Berbagai kalangan menyesalkan kejadian tersebut. Terlebih, lokasi penganiayaan terjadi di tempat yang semestinya dapat membawa ketenangan dan ketentraman dalam kehidupan.
Terkait peristiwa tersebut, Ketua Badan Kemakmuran Masjid (BKM) Masjid Agung Kota Binjai, HM Yusuf, Selasa (4/11), mengakui, bahwa pihaknya selalu memberikan pelayanan kepada umat yang datang untuk beribadah.

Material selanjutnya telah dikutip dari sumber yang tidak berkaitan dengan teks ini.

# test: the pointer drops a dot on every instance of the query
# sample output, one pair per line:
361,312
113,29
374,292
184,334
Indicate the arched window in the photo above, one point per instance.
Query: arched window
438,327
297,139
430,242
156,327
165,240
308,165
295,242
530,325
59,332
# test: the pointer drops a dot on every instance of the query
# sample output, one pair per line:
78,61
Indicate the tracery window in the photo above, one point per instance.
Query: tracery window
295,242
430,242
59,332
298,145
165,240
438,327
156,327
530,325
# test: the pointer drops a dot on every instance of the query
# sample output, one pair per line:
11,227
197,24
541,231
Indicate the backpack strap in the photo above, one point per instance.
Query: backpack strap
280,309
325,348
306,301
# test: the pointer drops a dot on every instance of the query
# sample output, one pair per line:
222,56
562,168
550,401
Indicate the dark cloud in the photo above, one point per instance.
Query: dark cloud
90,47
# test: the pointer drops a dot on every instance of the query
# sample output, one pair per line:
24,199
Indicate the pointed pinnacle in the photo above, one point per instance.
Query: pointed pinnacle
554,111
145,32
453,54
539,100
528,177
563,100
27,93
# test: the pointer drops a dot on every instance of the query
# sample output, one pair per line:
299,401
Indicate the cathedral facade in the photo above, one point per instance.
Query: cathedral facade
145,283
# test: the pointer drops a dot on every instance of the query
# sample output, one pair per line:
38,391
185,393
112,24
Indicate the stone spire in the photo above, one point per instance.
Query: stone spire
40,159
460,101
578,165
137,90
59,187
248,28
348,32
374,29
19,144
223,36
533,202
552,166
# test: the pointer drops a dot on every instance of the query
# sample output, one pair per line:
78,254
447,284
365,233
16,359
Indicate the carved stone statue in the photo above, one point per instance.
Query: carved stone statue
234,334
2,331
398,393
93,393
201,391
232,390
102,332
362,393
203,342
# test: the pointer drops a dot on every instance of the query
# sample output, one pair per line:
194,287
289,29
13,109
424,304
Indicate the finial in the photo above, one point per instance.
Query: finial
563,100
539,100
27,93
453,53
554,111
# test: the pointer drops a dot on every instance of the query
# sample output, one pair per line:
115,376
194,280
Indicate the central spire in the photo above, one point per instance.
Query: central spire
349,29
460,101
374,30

Dirinya juga menegaskan, tidur atau istirahat di area Masjid Agung Binjai tidak menjadi persoalan sepanjang mengikuti aturan yang ditetapkan.
"Misalnya masuk waktu sholat, ya tidak boleh tidur. Artinya harus bangun untuk sama-sama melaksanakan sholat," ucapnya.
Usai melaksanakan sholat, ucap pria yang akrab disapa Cok A'ang ini, silahkan bagi siapa saja yang ingin istirahat di Masjid Agung.
"Kita sifatnya pelayanan. Lokasi Masjid Agung luas, silahkan istirahat. Memang ada baiknya istirahat di bagian teras. Sehingga orang yang ingin ibadah bisa lebih khusuk beribadah," ujarnya.
Disoal adanya pendatang yang ingin sholat subuh tetapi belum masuk waktunya dan memilih istirahat di Masjid Agung, pria yang juga dipercaya sebagai legislator Sumut tersebut menegaskan bahwa hal tersebut tidak menjadi masalah.
"Ketika akan masuk waktu subuh sekitar 10-15 menit, Masjid Agung sudah dibuka dan dihidupkan bacaan ayat-ayat Al-Quran. Nah, ketika ada pendatang, ya silahkan istirahat sambil menunggu waktu sholat," bebernya.
"Jika waktu sholat masih lama, pendatang silahkan melapor ke pengurus masjid. Siapa pun itu, jika datang untuk ibadah pasti kita layani. Dengan melapor, kita bisa berikan pelayanan. Karena pada dasarnya masjid dibangun menggunakan uang umat," tegasnya.
Tidur di masjid, lanjut HM Yusuf, memang sering terjadi, terlebih lagi di Masjid Agung saat bulan Ramadhan.
"Banyak jamaah tidur di sana. Apalagi tidur orang yang berpuasa juga ibadah. Jadi ya silahkan sepanjang tidak menganggu jamaah lain," tuturnya.
Sebagai Ketua BKM Masjid Agung Binjai, ia juga mengaku prihatin dengan peristiwa yang terjadi di Masjid Agung Sibolga.
"Tentunya kami berharap kedepannya di Masjid Agung Kota Binjai dan masjid mana pun tidak terjadi hal serupa," demikian harap HM. Yusuf.